Nothing in my list above is meant to excuse odious speech or behavior on the part of the candidate or any of his supporters.

But now, two conclusions I hope you will share with me: First, supporters of the new president-elect cannot be dismissed as a monolithic demonic army of hate-mongers. And second, to prevent the social disintegration we so deeply fear it is important that we not build walls that would escalate divisions and turn our beloved country into warring camps.

President Obama never fails to amaze me, and he and the First Lady, Michelle, are the examples I would have us take for our own. We need to do as they have always done and continue to do: to oppose bigotry and hatred at every opportunity, to continue to listen to others, to demand and bestow respect for and on human beings, and to model the behavior we want to see surrounding us.
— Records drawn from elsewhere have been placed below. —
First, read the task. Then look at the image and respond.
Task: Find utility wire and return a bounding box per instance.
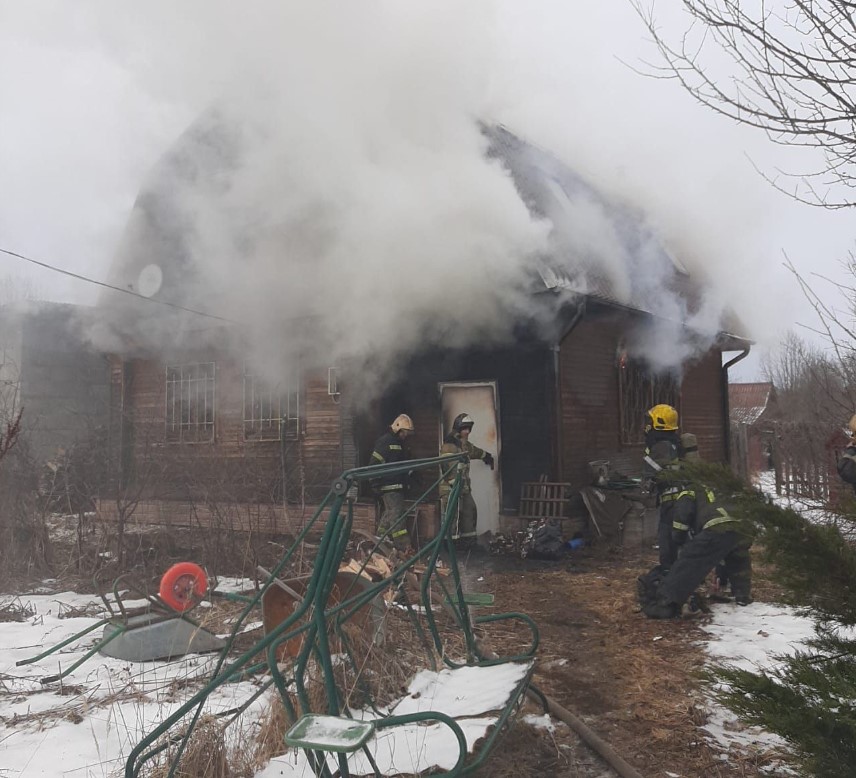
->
[0,245,237,324]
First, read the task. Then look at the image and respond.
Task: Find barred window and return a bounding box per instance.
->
[618,353,680,445]
[166,362,215,443]
[243,369,301,441]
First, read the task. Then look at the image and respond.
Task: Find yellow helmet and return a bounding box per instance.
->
[847,414,856,436]
[648,404,679,431]
[391,414,414,434]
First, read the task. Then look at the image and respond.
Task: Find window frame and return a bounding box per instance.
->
[165,361,216,444]
[617,351,681,446]
[242,366,302,442]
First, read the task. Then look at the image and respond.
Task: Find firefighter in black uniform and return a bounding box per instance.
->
[369,414,415,550]
[643,404,687,571]
[642,473,753,619]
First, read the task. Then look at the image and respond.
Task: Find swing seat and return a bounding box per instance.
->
[285,715,375,753]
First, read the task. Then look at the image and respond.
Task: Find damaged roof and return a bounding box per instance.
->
[485,124,748,343]
[103,116,750,349]
[729,382,777,425]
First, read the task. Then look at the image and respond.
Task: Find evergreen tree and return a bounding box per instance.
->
[685,463,856,777]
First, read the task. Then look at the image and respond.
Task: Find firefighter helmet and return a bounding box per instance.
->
[847,414,856,437]
[391,414,414,434]
[452,413,475,432]
[648,404,679,431]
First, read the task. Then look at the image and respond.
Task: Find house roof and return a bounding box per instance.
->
[102,117,751,350]
[485,125,749,345]
[729,382,776,425]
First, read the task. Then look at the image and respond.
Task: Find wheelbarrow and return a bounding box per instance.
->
[17,563,227,684]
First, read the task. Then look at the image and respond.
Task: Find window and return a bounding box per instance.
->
[243,368,301,441]
[166,362,215,443]
[617,352,681,445]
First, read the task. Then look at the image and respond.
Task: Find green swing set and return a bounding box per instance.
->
[124,452,540,778]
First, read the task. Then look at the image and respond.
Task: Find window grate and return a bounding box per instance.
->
[618,353,680,445]
[243,368,301,442]
[166,362,216,443]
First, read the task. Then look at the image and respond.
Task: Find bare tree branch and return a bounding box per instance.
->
[631,0,856,208]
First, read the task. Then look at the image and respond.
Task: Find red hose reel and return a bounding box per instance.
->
[158,562,208,612]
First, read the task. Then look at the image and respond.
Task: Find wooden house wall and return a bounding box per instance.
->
[679,349,727,463]
[558,310,728,487]
[112,314,730,527]
[116,357,342,505]
[558,313,631,486]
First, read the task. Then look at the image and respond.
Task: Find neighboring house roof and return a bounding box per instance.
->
[729,382,776,425]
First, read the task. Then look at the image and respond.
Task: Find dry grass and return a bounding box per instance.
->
[142,716,230,778]
[482,546,796,778]
[0,596,35,622]
[249,696,291,767]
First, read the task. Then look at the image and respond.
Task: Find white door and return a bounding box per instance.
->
[438,381,501,535]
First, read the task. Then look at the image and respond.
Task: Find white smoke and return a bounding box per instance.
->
[86,2,562,388]
[6,0,825,389]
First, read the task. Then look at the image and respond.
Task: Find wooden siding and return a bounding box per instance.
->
[113,317,727,521]
[558,310,728,487]
[115,357,341,505]
[679,349,727,463]
[302,376,344,500]
[97,497,378,538]
[558,314,629,486]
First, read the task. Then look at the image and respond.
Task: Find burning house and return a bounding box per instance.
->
[96,119,750,542]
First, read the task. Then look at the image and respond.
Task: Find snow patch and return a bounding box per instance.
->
[523,713,556,733]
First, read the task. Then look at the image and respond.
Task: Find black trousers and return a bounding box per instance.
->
[658,526,752,607]
[657,502,680,569]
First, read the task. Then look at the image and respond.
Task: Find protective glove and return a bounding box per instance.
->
[483,452,495,469]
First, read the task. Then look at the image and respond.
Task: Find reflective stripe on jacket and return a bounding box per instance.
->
[369,429,408,491]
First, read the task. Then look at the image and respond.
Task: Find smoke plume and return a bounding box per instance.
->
[5,1,810,390]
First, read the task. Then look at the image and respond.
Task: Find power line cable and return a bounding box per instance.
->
[0,245,237,324]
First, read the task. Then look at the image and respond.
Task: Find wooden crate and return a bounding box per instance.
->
[518,478,572,521]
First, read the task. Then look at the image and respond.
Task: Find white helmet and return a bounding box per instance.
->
[391,414,414,434]
[452,413,475,432]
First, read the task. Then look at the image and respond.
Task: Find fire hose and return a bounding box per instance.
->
[527,683,645,778]
[479,643,644,778]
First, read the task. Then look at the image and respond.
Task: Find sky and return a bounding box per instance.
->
[0,1,852,381]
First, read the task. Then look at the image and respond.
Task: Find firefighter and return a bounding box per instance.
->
[635,431,698,612]
[369,414,415,550]
[642,478,753,619]
[836,414,856,494]
[643,403,685,571]
[439,412,495,550]
[667,432,701,555]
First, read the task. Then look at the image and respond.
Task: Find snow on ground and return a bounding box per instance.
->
[0,582,535,778]
[698,600,813,762]
[0,585,264,777]
[756,470,842,527]
[255,661,533,777]
[695,472,845,768]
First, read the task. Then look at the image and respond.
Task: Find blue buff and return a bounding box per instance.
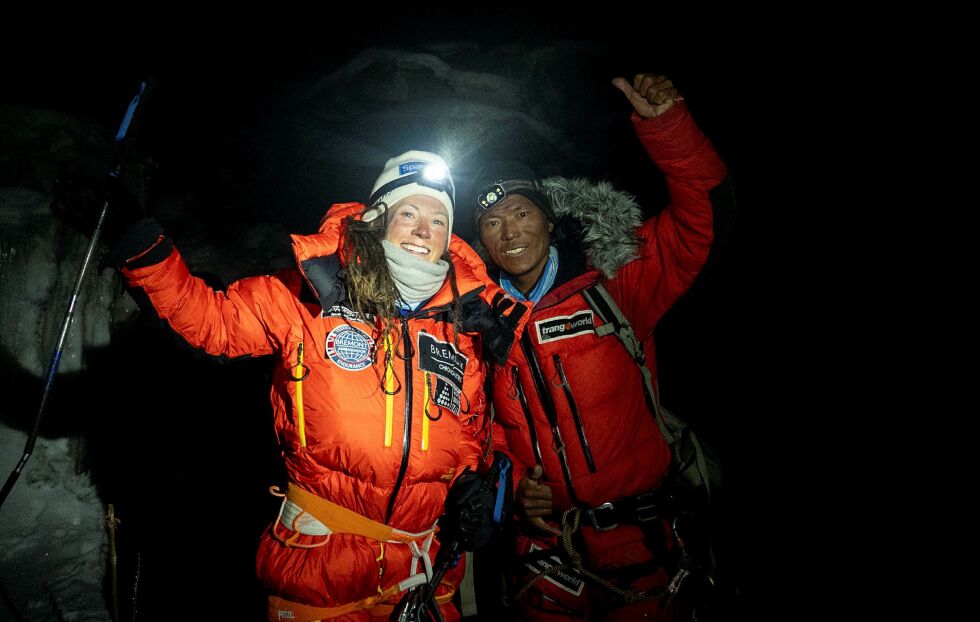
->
[499,246,558,304]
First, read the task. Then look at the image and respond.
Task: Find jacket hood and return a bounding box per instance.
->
[290,202,491,313]
[542,176,643,279]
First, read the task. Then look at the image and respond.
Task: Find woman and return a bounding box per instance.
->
[112,150,527,621]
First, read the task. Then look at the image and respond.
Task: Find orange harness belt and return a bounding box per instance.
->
[272,482,436,544]
[267,584,454,622]
[266,483,453,621]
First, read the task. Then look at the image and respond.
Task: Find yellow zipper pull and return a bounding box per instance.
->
[384,334,394,448]
[421,372,431,451]
[296,342,307,448]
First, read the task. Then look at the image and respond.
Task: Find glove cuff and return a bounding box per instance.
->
[106,217,172,270]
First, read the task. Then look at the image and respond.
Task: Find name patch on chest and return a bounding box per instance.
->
[417,332,468,393]
[321,304,374,324]
[534,310,595,344]
[325,325,375,371]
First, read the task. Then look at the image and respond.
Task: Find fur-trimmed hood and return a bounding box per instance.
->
[541,176,642,279]
[474,176,643,280]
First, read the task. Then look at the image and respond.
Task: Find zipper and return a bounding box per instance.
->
[519,333,579,505]
[553,354,596,473]
[385,319,414,523]
[512,366,544,467]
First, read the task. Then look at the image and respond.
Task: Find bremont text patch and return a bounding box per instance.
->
[418,332,468,416]
[418,332,468,392]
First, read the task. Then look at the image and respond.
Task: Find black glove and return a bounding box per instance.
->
[50,173,146,248]
[103,217,172,270]
[440,470,496,553]
[391,455,513,622]
[50,173,172,270]
[459,291,528,366]
[439,453,514,554]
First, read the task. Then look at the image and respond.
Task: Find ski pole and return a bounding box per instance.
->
[0,79,153,510]
[107,504,121,621]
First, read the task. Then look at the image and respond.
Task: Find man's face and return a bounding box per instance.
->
[478,195,553,282]
[383,194,450,262]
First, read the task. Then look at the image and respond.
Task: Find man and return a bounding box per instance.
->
[473,74,733,620]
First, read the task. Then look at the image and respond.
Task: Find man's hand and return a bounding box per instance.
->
[612,73,683,119]
[516,465,561,536]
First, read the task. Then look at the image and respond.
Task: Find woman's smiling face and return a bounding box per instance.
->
[383,194,450,261]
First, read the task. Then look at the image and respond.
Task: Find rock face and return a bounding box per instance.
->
[0,187,137,378]
[0,175,136,622]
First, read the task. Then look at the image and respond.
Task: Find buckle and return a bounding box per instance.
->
[587,502,618,531]
[633,492,660,522]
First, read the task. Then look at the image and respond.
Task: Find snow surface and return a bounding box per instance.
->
[0,432,111,621]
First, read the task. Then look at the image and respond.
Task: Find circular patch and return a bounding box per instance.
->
[325,325,374,371]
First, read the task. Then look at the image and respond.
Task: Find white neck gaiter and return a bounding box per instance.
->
[382,240,449,304]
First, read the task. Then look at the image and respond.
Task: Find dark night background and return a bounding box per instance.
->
[1,10,801,621]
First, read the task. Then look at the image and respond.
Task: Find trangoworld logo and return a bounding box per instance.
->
[525,543,585,595]
[325,325,374,371]
[534,310,595,344]
[418,332,469,416]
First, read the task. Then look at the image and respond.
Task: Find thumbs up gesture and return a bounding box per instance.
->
[612,73,684,119]
[516,465,561,536]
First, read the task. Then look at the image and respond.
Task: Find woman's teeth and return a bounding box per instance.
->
[402,243,429,255]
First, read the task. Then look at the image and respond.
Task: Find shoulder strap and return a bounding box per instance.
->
[581,284,714,499]
[580,284,673,445]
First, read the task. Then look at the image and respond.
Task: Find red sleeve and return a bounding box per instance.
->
[606,102,729,339]
[121,246,288,358]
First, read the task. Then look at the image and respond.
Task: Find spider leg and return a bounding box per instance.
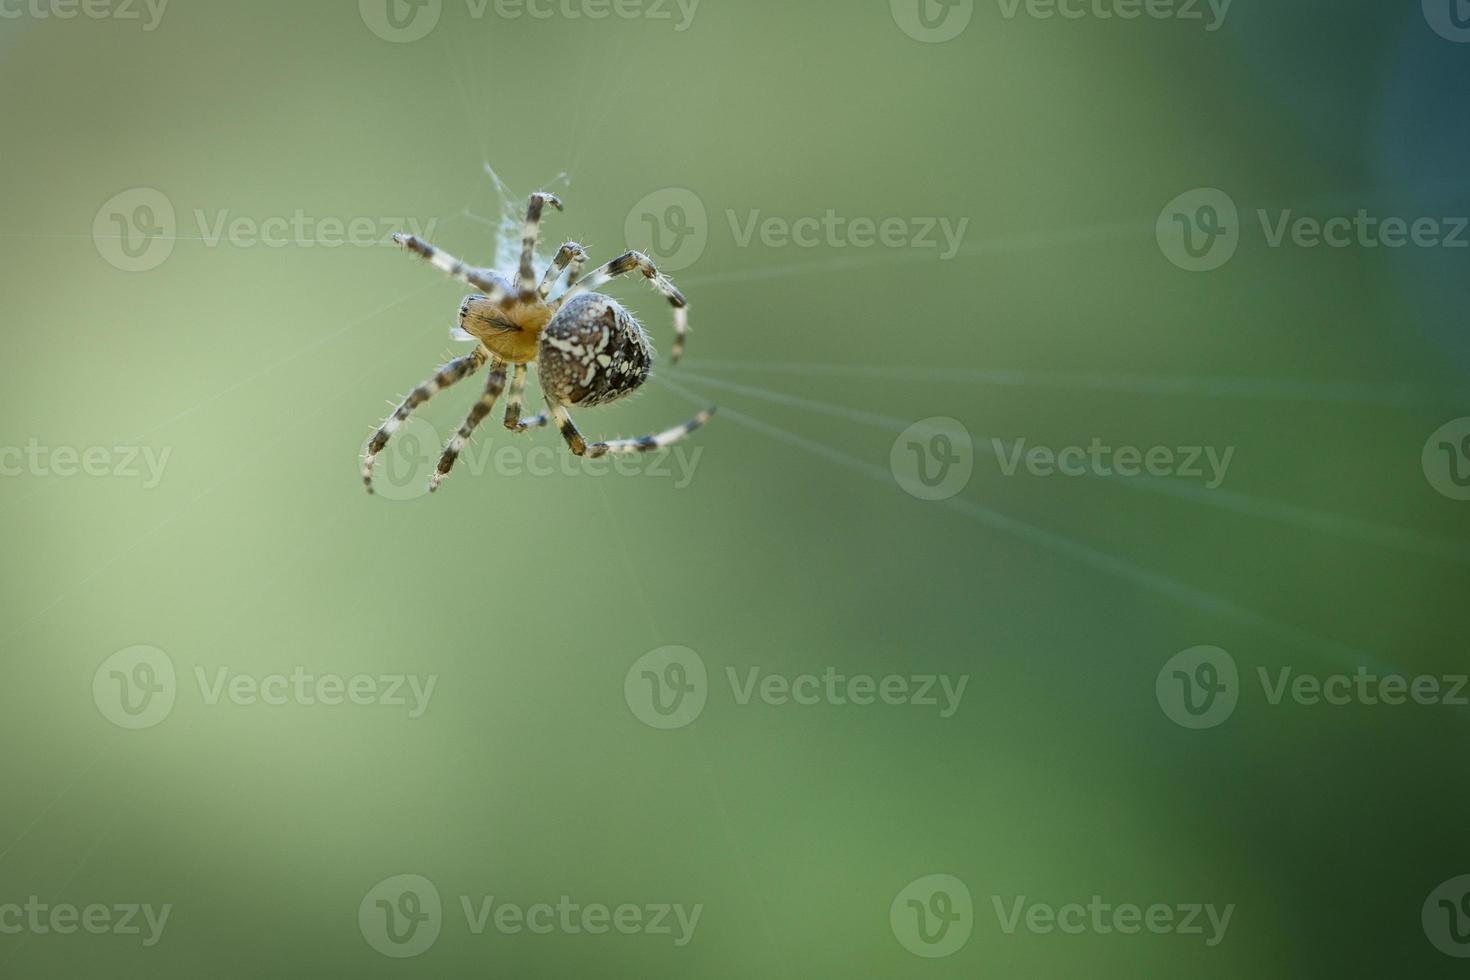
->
[393,233,508,300]
[363,348,488,494]
[548,401,714,459]
[561,248,588,300]
[553,251,691,363]
[503,363,550,433]
[430,358,509,493]
[538,241,588,300]
[517,192,563,295]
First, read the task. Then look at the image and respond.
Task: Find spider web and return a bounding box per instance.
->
[3,31,1465,667]
[390,118,1469,690]
[4,25,1470,974]
[3,47,1464,666]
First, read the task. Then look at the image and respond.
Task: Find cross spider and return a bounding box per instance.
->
[361,191,714,495]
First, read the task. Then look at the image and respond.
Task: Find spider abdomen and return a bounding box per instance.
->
[538,293,653,407]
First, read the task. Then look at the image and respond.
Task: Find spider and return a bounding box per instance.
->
[361,191,714,495]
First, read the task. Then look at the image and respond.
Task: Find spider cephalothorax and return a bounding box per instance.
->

I hope and fervently pray that the hour and a half the president-elect spent with the president the other day will have a lasting and beneficial effect on the future behavior of the man who will next inhabit the White House. I also hope, (somewhat desperately, I must admit: these are ugly, frightening times) that the president-elect will be inspired speak out publicly to rein in the worst behavior of his supporters. The sooner, the better. In fact, I hope it will have already happened before this post goes online.